What is Meningitis?
Meningitis is the inflammation of the protective layers (referred to as the meninges) that surround the brain and spinal cord. Meningitis is most commonly caused by bacterial or viral infection.
Bacterial meningitis is life threatening and requires urgent medical treatment. 10% of bacterial cases of meningitis result in death and 15% of survivors of bacterial meningitis are left with severe life-changing consequences, such as brain damage. Viral meningitis is rarely life-threatening but can leave you with life-long after-effects. It is important to seek medical help if you have any signs or symptoms of meningitis.
Signs and Symptoms- What to Look for
Meningitis can present in many different ways and it is important to be aware of the signs and symptoms that can be indicative of the disease. The earlier a patient is treated, the better the chance of survival.

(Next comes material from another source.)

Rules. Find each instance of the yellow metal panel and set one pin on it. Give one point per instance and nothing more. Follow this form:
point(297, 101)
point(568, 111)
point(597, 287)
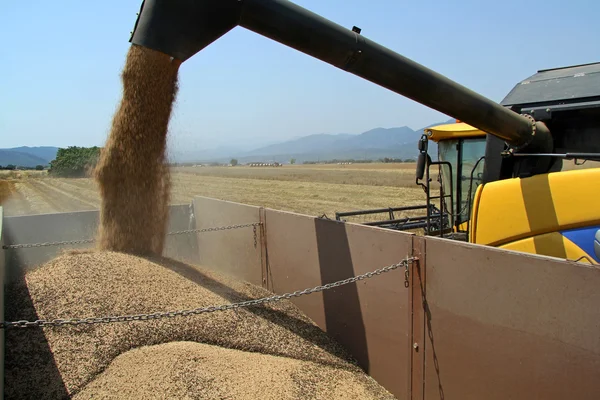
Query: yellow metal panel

Common symptoms include fever, headache, vomiting, drowsiness, confusion and irritability, severe muscle pain, spots or rash that does not fade under pressure (often referred to as a non-blanching rash), stiff neck and convulsions/seizures.
What do I do if I suspect Meningitis?
It is important to recognise that a person may not be showing signs of all the recognised symptoms. This does not mean they do not have meningitis. If there is any suspicion of meningitis, medical help should be sought immediately. If you have already sought medical advice and are still worried, get medical help again, as early diagnosis can be difficult.
Most importantly, do not wait for a rash to materialise. If someone is deteriorating, do not delay, seek urgent medical help.
This week is Meningitis Awareness Week, raising the profile of this illness and the efforts being made to combat it and help those who have already been affected.